I have a 3 year old MacPro, dual core, 2.66gh, 5gb memory (yeah, I know I need more). I took this morning's card, and ran it through my new, then my old workflow.
I have Lightroom set up to apply metadata and a global develop setting on import. It's the same settings I use in my old workflow, which I perform manually. I had a card with 118 images. I inserted the card and set the stopwatch.
Time to ingest all images: 4:25. Time to finish previews: 29:21. I edited during the preview build, deleted some images, renamed and captioned the take, and renamed the files manually.
Then I loaded the card again, and let Photo Mechanic handle the ingest. It took 1:21. When it was done ingesting I reviewed full-screen images (the RAW jpg, unprocessed), and deleted the bad ones. Then I manually renamed the files, applied my metadata template, and captioned the take. this took another 1:23.
Then I opened Bridge (CS5) and pointed it to the folder. I applied my two develop presets, a camera profile and my global adjustments. I waited until Bridge processed and built previews, and stopped the stopwatch.
Total elapsed time from card to finish: 5:57. 23 minutes faster than Lightroom.
I think this workflow experiment is over.
I wonder why it takes so long to generate your previews in LightRoom? I'm on Windows. I haven't timed my 1:1 preview generation, but it feels 3 or 4 times faster than you describe. I'm converting to dng as part of my import process. I also will review and some editing while the import and preview process is happening.
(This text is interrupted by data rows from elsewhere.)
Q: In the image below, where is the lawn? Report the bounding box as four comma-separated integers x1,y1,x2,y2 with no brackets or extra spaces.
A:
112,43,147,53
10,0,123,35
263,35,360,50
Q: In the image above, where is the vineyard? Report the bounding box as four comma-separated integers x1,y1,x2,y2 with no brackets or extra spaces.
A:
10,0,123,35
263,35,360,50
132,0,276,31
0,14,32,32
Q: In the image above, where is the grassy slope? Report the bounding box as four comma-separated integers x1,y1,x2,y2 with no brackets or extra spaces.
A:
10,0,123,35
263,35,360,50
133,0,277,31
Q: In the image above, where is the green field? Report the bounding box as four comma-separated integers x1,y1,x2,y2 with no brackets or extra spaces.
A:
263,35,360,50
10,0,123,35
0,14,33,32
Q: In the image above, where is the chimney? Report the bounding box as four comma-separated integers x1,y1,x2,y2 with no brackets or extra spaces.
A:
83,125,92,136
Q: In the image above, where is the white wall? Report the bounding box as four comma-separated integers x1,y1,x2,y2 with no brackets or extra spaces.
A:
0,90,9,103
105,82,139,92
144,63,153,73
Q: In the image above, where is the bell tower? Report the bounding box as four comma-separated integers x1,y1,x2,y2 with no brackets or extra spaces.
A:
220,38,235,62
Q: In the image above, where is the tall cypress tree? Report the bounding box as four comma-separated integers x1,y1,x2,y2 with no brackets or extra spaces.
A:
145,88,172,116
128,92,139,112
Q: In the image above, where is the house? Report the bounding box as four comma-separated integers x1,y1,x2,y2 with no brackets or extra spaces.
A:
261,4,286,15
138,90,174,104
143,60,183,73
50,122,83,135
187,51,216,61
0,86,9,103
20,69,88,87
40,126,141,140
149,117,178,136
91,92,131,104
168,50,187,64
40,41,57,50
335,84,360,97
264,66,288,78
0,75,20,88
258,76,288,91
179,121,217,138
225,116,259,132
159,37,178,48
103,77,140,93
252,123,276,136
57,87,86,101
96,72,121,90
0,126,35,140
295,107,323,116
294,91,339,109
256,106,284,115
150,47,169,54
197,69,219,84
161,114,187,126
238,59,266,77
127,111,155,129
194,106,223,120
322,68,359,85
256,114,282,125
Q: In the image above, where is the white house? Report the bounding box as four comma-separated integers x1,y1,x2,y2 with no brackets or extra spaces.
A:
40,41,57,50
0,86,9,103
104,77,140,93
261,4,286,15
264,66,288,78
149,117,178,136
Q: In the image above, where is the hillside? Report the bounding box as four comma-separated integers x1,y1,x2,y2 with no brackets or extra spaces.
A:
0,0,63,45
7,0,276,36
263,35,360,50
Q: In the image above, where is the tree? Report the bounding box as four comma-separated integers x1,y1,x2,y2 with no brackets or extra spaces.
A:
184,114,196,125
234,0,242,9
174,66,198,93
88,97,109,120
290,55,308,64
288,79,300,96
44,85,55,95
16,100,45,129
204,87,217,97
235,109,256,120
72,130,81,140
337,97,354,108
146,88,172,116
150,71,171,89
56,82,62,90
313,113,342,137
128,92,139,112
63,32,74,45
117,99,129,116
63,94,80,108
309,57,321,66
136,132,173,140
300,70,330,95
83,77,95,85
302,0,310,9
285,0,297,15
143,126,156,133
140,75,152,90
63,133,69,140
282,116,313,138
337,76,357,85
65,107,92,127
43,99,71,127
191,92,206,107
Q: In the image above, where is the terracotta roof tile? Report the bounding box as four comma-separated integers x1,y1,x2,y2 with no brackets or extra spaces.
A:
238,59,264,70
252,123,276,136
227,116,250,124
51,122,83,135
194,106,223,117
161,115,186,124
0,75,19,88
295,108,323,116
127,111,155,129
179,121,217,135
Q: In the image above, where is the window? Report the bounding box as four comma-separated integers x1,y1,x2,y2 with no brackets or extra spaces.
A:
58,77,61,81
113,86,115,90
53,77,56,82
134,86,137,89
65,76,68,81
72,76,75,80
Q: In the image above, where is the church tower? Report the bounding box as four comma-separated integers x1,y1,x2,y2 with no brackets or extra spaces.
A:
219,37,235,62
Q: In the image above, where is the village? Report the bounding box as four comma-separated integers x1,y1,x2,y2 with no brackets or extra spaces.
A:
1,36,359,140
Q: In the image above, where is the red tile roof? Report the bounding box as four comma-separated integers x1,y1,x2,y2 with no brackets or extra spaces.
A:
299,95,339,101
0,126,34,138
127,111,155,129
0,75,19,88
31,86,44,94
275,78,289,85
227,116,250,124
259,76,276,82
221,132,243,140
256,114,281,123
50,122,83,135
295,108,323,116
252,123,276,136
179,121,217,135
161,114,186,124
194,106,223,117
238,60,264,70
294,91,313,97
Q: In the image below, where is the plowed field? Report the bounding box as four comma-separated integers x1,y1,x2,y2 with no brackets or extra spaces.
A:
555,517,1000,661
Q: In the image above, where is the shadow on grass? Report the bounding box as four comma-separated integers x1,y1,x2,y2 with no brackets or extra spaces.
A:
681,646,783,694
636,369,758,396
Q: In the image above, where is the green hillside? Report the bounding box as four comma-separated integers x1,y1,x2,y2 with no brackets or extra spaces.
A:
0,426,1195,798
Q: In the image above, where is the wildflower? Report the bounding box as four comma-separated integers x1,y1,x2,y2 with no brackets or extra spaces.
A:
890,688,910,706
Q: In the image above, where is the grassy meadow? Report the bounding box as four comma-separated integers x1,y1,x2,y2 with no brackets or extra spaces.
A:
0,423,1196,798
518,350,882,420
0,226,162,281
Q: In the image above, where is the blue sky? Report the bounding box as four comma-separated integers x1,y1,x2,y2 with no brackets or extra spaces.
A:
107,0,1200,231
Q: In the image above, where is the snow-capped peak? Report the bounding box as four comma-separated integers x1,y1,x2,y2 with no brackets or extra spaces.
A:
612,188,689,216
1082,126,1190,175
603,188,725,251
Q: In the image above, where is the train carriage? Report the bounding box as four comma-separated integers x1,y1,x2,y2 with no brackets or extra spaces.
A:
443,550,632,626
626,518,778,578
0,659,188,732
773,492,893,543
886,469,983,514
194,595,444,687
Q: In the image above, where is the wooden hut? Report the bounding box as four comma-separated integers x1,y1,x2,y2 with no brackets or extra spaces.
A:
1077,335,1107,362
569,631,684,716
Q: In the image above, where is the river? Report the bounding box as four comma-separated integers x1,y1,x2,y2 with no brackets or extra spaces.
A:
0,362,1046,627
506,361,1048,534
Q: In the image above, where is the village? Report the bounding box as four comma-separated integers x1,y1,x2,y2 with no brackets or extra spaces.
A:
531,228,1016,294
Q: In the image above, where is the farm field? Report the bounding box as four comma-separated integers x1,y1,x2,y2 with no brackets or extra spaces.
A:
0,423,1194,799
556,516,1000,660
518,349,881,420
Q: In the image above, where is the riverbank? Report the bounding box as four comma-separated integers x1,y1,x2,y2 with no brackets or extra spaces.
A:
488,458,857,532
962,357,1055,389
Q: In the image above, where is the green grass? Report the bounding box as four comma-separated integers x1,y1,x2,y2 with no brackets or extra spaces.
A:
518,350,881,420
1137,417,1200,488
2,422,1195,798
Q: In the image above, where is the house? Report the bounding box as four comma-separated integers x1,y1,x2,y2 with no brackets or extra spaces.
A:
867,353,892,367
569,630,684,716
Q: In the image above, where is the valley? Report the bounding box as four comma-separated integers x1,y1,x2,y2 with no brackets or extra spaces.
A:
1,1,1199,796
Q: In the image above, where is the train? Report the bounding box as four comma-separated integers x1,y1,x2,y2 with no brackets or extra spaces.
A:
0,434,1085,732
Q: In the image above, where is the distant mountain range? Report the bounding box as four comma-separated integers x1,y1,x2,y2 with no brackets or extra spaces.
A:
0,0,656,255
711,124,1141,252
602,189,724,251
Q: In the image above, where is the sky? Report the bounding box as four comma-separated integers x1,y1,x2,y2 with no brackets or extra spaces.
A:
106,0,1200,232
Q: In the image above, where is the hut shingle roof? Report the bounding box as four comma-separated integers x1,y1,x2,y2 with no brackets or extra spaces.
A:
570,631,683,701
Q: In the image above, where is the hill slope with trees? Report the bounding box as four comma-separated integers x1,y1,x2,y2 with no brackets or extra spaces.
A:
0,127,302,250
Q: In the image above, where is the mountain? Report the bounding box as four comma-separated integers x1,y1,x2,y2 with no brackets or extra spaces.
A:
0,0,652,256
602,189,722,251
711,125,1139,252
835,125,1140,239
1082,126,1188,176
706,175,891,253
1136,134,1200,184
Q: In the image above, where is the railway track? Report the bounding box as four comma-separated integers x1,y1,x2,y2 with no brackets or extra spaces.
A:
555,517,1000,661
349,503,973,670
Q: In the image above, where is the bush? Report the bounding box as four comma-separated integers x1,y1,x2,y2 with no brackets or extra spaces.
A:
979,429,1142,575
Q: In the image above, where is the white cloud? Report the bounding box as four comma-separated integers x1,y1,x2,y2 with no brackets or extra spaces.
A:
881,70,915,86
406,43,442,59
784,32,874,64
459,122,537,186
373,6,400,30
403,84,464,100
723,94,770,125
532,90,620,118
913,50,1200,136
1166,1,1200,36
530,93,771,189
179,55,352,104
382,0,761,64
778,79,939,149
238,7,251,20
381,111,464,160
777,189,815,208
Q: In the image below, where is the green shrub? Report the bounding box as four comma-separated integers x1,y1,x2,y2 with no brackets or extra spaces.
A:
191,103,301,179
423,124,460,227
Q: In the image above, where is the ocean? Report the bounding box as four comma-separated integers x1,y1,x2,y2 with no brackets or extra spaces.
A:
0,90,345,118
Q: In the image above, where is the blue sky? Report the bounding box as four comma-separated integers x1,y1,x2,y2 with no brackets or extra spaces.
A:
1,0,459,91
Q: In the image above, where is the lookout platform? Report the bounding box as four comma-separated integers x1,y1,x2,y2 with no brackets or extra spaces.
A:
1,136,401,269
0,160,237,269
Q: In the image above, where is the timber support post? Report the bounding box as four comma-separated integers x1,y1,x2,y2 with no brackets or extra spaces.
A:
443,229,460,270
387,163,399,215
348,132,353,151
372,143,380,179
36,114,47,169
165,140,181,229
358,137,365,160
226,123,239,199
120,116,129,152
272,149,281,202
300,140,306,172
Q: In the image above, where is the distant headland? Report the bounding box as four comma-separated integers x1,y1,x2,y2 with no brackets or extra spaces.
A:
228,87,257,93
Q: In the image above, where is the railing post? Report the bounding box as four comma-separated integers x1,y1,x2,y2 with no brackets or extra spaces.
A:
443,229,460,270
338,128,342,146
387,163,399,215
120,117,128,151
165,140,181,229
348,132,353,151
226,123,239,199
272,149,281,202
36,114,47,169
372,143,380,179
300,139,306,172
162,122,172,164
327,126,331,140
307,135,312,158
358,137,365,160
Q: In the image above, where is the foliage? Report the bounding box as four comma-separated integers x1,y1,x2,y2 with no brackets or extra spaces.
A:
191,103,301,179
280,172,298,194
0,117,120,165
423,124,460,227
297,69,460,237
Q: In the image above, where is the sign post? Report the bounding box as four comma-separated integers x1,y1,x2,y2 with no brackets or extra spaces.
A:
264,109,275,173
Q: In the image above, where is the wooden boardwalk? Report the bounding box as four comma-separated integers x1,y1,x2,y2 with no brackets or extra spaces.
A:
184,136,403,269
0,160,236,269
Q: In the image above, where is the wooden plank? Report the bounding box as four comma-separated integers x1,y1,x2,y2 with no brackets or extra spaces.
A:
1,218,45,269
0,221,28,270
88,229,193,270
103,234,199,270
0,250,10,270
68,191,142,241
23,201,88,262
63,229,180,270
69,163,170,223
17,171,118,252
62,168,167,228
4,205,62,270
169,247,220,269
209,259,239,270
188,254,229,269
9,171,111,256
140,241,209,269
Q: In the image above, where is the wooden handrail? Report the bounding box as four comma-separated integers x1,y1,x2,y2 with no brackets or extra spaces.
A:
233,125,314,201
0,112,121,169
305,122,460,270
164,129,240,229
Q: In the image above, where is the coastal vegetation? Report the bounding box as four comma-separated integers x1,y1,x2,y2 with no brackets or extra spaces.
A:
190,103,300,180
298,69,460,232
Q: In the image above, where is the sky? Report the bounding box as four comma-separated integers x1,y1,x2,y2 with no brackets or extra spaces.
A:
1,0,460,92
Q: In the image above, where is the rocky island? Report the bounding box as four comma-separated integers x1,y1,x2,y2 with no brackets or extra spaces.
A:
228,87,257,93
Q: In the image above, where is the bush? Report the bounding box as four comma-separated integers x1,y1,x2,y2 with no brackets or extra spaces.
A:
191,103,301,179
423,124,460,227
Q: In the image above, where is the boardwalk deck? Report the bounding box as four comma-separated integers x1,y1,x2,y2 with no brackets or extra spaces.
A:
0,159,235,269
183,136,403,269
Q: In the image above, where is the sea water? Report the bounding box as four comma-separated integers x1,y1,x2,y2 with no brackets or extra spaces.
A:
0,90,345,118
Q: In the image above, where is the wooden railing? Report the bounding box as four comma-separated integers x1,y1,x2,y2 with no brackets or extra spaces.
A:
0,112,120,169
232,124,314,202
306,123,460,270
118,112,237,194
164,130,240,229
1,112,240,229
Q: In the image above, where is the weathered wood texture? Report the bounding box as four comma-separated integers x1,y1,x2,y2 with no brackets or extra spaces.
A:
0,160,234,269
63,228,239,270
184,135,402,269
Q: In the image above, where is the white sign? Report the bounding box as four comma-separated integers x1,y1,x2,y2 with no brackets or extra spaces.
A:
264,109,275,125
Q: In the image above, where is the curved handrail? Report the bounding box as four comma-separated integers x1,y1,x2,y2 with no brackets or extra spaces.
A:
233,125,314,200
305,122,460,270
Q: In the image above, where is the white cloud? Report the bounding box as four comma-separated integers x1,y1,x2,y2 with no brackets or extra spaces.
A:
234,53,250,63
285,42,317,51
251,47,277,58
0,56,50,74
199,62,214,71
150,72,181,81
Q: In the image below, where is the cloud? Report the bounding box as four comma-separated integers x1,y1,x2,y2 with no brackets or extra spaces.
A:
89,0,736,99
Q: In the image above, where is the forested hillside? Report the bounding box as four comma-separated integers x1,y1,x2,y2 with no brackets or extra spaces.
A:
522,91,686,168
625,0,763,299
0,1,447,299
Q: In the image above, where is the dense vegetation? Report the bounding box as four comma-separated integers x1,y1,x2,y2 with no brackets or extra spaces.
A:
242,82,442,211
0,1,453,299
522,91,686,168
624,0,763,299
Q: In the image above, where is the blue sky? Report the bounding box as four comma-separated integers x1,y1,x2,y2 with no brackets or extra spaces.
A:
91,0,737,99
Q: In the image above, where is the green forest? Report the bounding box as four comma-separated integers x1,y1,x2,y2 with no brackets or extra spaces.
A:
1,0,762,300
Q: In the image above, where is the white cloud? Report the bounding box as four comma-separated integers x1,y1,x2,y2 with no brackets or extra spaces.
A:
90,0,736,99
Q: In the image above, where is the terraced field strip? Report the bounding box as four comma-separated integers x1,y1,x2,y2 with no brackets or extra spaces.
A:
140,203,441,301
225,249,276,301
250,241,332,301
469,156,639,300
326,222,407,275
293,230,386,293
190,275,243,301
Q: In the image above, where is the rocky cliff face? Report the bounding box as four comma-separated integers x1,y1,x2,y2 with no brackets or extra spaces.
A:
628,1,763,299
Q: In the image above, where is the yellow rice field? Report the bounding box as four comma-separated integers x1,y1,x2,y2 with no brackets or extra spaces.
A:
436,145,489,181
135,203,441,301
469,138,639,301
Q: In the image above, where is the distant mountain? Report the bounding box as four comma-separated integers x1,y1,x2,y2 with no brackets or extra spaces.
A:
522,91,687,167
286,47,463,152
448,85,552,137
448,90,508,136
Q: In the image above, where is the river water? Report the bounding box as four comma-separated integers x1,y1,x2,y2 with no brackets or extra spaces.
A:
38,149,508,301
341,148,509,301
Posted by: Alan Schrank | August 05, 2010 at 12:42 PM
From my experience, rendering 1:1 previews in Lightroom on a PC is really slow also. Your 29 minutes to render 118 of them from 5DMkII RAW files sounds about right. I am using XP 32 bit on a Quad core PC with 4GB RAM. While rendering, the entire machine is heavily burdened with the task. I really hope that Adobe can find a way to speed this process up.